Re: Thou shalt have no other gods before the ANSI C standard

From: Trevor L. Jackson, III (tlj3_at_comcast.net)
Date: 02/27/05


Date: Sun, 27 Feb 2005 15:32:07 -0500

jmfbahciv@aol.com wrote:

> In article <hoWdnUarUOeZK4PfRVn-qA@comcast.com>,
> "Trevor L. Jackson, III" <tlj3@comcast.net> wrote:
>
>>David Wagner wrote:
>
> <snip>
>
>>The first experiment of which I am aware occurred at a university (I'd
>>like to provide a reference, but this was almost 30 years go). They
>>measured the productivity of their CS students on a standardized
>>development project. The project was small, but certainly not trivial.
>> The students were not beginners, but had enough coding experience that
>>the project was not supposed to be a learning experience. It was
>>supposed to be an execution test. The results showed a factor of 200 in
>>productivity rates across the student population. (Now I need to go find
>>the reference because there was something interesting about the
>>distribution of the productivity ratios, but I don't remember what it
>
> was).
>
> [poking emoticon here] I'm interested.

I haven't found it yet, but I did remember parts of it. The
distribution was lumpy. One lump was small, < 20%, but represented
students who took a huge amount of time to complete the task, and thus
represented a very low productivity.

Apparently academic curricula emphasize correctness over personal
performance (an approach I support). But some of the testers ocmments
led me to believe that they were surprised about some of the people who
just were not productive at all.

Another, smaller lump was essentially off-the-chart, and represented a
tail for whch the test was not meaningful. Those two subsamples
accounted for the extreme width of the ratio.

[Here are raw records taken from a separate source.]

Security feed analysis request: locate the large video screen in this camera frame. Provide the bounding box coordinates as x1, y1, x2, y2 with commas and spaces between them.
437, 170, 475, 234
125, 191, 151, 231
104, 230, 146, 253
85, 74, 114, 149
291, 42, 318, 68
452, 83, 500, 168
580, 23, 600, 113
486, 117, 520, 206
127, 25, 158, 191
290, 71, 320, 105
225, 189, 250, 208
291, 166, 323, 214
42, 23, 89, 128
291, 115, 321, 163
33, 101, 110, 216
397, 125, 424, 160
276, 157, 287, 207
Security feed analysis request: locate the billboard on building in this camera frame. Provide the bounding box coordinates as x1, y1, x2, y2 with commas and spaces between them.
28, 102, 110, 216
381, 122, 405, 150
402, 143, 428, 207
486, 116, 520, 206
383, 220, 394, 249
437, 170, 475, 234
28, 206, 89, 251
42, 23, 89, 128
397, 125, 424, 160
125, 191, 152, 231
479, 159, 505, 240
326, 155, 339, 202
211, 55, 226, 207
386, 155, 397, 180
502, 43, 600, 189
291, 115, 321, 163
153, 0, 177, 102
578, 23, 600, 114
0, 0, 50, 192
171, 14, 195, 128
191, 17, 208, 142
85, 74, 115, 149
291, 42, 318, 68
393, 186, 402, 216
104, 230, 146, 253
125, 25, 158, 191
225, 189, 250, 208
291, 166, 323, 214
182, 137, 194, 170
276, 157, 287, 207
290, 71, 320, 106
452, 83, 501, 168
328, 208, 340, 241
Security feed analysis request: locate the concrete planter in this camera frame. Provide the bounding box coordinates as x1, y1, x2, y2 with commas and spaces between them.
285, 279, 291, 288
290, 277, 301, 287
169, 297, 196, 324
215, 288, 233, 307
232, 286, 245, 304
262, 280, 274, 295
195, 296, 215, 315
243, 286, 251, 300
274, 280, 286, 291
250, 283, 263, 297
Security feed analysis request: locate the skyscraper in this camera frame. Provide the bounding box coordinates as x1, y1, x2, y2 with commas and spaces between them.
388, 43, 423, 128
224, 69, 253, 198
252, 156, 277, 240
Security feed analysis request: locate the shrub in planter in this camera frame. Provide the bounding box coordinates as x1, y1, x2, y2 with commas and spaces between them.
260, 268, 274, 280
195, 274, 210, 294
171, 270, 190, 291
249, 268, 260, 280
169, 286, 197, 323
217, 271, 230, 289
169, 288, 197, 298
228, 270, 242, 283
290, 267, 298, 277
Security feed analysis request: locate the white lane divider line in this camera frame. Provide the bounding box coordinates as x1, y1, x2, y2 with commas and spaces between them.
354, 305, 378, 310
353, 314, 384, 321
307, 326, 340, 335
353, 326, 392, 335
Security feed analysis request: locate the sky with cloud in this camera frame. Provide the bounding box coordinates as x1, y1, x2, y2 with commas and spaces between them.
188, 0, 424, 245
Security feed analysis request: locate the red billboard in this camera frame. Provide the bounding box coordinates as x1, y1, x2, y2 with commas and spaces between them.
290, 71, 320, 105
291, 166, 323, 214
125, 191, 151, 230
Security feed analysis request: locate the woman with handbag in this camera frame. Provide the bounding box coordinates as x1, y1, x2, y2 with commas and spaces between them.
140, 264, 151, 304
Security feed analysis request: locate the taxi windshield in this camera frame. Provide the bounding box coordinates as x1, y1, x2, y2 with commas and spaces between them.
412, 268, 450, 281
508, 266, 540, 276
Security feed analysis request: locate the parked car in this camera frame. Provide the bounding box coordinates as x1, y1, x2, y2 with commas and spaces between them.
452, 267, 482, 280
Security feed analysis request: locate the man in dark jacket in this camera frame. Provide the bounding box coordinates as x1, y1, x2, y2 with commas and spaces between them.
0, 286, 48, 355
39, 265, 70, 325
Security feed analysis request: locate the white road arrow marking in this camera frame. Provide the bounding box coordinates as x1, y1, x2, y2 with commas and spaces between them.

The central lump was uninteresting except that it had not idetifiable
mode od peak, being a quite noisy plateau with some foothills. The
commentary indicated that this was attributable to the small sample
(<100 IIRC).

I think the source may have been a Canadian school. Still don't have it
in hand.

>
> <snip>
>
>>>And I suspect the security community could benefit from placing more
>>>effort on measurement.
>>
>>Definitely. But there's this tiny little problem: what are the units by
>>which we measure (in)security? I've asked this question before.
>
>
> This isn't going to help w.r.t. security but we used a swear metric.
> If your users are swearing a lot then you've got lots of work left
> to do. Computers can make grey-haired, church-going ladies, who
> have never sworn in their lives, become raving maniacs with a
> vocabulary of longshoremen.

How to handle cursing users: Immediate action necessary. Visit their
cubicle and ask them, in a humorous tone to tell you how they _really_
feel. If that gets a chuckle, deal with the actual software problems.
It if trigers even more ranting consider it cathartic ventilation and
schedule a (later) time to review the problems. If it triggers sudden
silence with a fixed stare at you, back slowly out of the subicle, flee
to your office, send the person email giving them tomorrow off, and
consider assigning their responsibilites to someone else.

Minds can be damaged and sometimes broken by bad software. It happens
in usability labs on a regular basis.